¿Qué es el Reiki tradicional japonés?
El Reiki es una práctica japonesa de armonización energética que nació a comienzos del siglo XX de la mano de Mikao Usui Sensei.
Aunque hoy en día existen muchas formas distintas de entender y enseñar el Reiki, en esencia sigue siendo algo profundamente sencillo: una práctica basada en la presencia, la conexión y la imposición de manos.
A lo largo de los años, millones de personas en todo el mundo se han acercado al Reiki buscando bienestar, calma, equilibrio o una forma diferente de relacionarse consigo mismas y con lo que sienten.
Y aunque resulta difícil explicar exactamente qué ocurre durante una sesión, muchas personas describen sensaciones parecidas: una profunda relajación, una sensación de paz interior y una disminución del ruido mental.
Precisamente ahí es donde muchas veces aparece una gran confusión.
Con el paso del tiempo, el Reiki se fue expandiendo por distintos países y culturas, y durante ese proceso comenzaron a surgir diferentes maneras de practicarlo y entenderlo. Algunas líneas pusieron más atención en el desarrollo emocional y espiritual de la persona, mientras que otras conservaron una visión más cercana al Reiki tradicional japonés transmitido desde sus orígenes.
Ambas formas merecen respeto.
Pero sí existe una diferencia importante en la manera de comprender el Reiki.
Hoy en día, muchas personas entienden el Reiki principalmente como una herramienta de relajación, bienestar emocional o crecimiento personal. Y aunque eso puede ser muy valioso, dentro del Reiki tradicional japonés la práctica siempre fue entendida de una manera mucho más amplia y profunda.
El Reiki tradicional no trabaja únicamente desde lo emocional. Parte de la idea de que cuando una persona recupera cierto equilibrio interno, ese cambio puede reflejarse en muchos otros aspectos de su vida.
Por eso, dentro del Reiki tradicional japonés, la práctica siempre ha tenido un enfoque mucho más directo, práctico y sencillo de lo que muchas veces se muestra hoy en día.
Sin adornos excesivos.
Sin necesidad de grandes rituales.
Sin convertir algo sencillo en algo complicado.
Simplemente presencia, práctica y conexión humana.
A veces las personas esperan encontrar algo espectacular cuando se acercan al Reiki. Y sin embargo, muchas veces lo que realmente encuentran es algo mucho más simple: un espacio donde poder parar, respirar y volver a escucharse de verdad.
Y precisamente ahí suele estar gran parte de su profundidad.

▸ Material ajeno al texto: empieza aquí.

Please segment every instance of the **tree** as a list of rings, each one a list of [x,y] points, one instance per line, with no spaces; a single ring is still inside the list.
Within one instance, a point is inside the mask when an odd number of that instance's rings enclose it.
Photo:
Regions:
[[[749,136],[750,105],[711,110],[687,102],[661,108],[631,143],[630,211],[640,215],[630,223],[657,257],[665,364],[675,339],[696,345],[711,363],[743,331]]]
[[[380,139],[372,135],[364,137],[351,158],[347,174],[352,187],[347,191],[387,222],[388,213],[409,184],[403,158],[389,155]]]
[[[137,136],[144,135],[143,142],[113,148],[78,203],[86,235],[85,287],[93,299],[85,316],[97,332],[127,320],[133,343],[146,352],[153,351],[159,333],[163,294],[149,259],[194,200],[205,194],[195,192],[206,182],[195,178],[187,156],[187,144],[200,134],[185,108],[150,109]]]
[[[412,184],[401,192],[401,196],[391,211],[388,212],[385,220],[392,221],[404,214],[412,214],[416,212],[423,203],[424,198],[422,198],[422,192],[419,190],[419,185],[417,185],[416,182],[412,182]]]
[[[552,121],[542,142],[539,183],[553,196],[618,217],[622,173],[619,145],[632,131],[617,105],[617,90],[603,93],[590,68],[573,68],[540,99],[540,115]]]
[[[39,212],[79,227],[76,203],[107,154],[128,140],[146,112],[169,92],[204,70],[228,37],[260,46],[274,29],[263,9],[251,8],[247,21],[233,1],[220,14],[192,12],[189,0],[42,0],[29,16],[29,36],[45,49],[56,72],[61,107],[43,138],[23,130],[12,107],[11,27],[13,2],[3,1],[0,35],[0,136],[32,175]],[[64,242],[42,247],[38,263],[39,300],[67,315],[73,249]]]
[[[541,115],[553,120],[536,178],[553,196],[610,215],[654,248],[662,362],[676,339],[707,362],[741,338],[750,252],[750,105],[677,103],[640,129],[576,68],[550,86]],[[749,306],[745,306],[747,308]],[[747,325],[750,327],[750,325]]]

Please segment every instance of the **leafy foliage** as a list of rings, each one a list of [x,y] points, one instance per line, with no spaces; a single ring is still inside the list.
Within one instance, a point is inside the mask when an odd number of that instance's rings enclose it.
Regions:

Porque el Reiki tradicional japonés no busca impresionar ni convencer a nadie. No necesita crear personajes espirituales ni prometer experiencias extraordinarias.
Su fuerza está precisamente en la sencillez. En poner las manos. En estar presentes. Y en permitir que el cuerpo, la mente y la persona encuentren poco a poco su propio equilibrio.
Después de tantos años, esa sigue siendo la forma en la que entendemos y transmitimos el Reiki dentro de nuestra escuela.
Desde el respeto a sus raíces.
Desde la experiencia real.
Y desde una visión sencilla, humana y profundamente cercana de esta práctica japonesa.